Scott King, a graphic designer who is UAL Chair of Visual Communication, used his lecture to explore a script he is writing about ‘artspeak’ as a barrier to members of the public getting involved in art and as a means of protecting the business of art.
With the help and participation of David Hayles, a short story writer, volunteers, who were all from the MA Drawing course, read the different parts. Scott admitted these were somewhat caricatured but nonetheless illustrated various points of view that do exist among the art-loving but non-professionally-involved public.
The set-up was that an art critic had posted a critical review of a contemporary show on a newspaper website and the characters were below-the-line commentators brought to life. They were enraged not only by the initial review, which while being critical of the artist was also patronising to the viewer/reader and offered no substantive criticism of the system, but also by the critics further responses to their points. They decide to meet in real life to plan some sort of action, but two of them by chance bump into the artist in question and ‘take him in for questioning’.
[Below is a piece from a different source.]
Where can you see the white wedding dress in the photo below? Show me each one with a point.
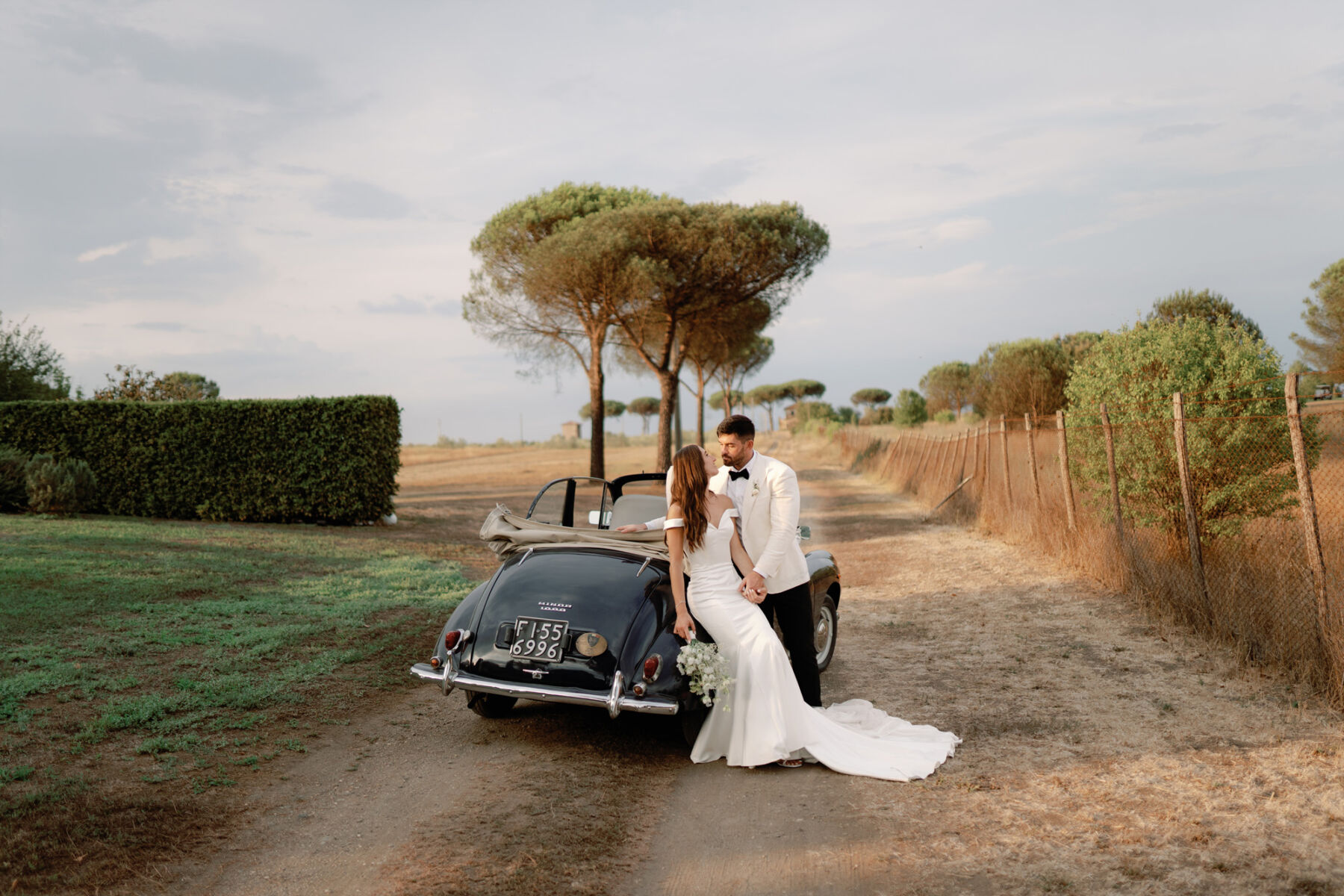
(764, 716)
We didn’t get as far as exploring the scene where they question the artists, his motives and intentions and his use of artspeak. But the scenes that were read generated some interesting questions:
- all the BTL commentators were unsympathetic characters, which presents a problem with audience engagement
- but in real life most BTL commentators are or come across as unsympathetic, which made Scott wonder if people actually slot themselves into these stereotypes although he saw some of his characters as having another side to them
- this might need to be brought out by opening up the script to show their real lives
- another way of looking at the characters is that they each have their own language and the play could be about all the languages on display and the potential for understanding/misunderstanding.